Is Euthanasia a Biblical Solution to Terminal Illness or Suffering?

Death is inescapable. It is our common destiny. The Bible tells us "it is appointed for men to die once, but after this the judgment" (Hebrews 9:27). Christians are confident that what happens to them after death is protected through the grace of Jesus Christ. Evolutionary atheists believe that human death is simply the end of another animal's life, a freeing up of resources for the use of others. But regardless of what people believe about what happens after death, when and how they die and what they might face as that time draws close is of great concern to many. Death is an enemy, an enemy that only Jesus Christ can and will destroy (1 Corinthians 15:26). If death cannot be avoided — and it cannot — many of us would like some control over how and when it happens. After all, we as adults do not like relinquishing the independence we spent our entire lives acquiring! As people around the world grapple with the issue of whether euthanasia ("mercy killing") and physician-assisted suicide should be legal, it is the desire to retain control over our lives until the end that motivates many to push for a legal "right to die" on their own terms. When we realize that this is tantamount to asking for murder-on-demand, the sanitized sounding word euthanasia takes on its true colors.

Rights and Reality

Roe v. Wade in 1973 legalized the right of a woman in the United States to have a health-care professional kill her baby. Do we then have a right to ask a doctor to kill us, perhaps when we face a terminal illness or when we are handicapped by a condition without hope of improvement? Should we be permitted to demand a "merciful" death for a child or adult whose life, some think, is "not worth living"? And while many people fear the pain and indignity of a terminal illness or debilitating disability, some seek death on-demand as an escape from psychological distress.

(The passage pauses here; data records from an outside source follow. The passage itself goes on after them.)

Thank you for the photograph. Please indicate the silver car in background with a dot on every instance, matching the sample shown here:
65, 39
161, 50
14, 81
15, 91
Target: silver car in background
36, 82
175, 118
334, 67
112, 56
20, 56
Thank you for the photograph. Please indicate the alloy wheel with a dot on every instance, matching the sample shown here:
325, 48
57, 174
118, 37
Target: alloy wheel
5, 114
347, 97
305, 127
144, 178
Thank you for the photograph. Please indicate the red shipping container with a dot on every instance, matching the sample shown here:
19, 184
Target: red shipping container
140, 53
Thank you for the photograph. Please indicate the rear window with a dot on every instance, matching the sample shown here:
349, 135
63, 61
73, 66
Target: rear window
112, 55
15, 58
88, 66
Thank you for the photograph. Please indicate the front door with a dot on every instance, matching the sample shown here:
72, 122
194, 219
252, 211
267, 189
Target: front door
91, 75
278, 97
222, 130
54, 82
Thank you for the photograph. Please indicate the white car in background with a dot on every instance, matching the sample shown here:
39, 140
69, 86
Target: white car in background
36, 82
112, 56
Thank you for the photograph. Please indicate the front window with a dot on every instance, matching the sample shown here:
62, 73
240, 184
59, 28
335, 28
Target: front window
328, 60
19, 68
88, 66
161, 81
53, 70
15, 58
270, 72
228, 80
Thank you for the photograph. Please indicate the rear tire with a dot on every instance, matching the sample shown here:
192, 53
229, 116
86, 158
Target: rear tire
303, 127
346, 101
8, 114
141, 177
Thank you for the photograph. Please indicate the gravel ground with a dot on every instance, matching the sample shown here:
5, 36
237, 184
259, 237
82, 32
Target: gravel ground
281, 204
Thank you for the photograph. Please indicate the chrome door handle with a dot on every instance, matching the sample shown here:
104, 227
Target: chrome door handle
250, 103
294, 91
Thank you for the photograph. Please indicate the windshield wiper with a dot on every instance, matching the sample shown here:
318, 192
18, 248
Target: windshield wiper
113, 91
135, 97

Laws concerning euthanasia have not caught up with widespread liberal death-dealing abortion laws. However, some countries have stepped onto a slippery slope and legalized euthanasia—the administration of a lethal drug by a physician in order to put an end to life and suffering. Some countries have even legalized euthanasia for children! Meanwhile, the "lesser brother" of euthanasia—legalized physician-assisted suicide, in which the physician prescribes a lethal dose of a medication that patients then administer to themselves — is gaining ground in America under the banner of "death with dignity."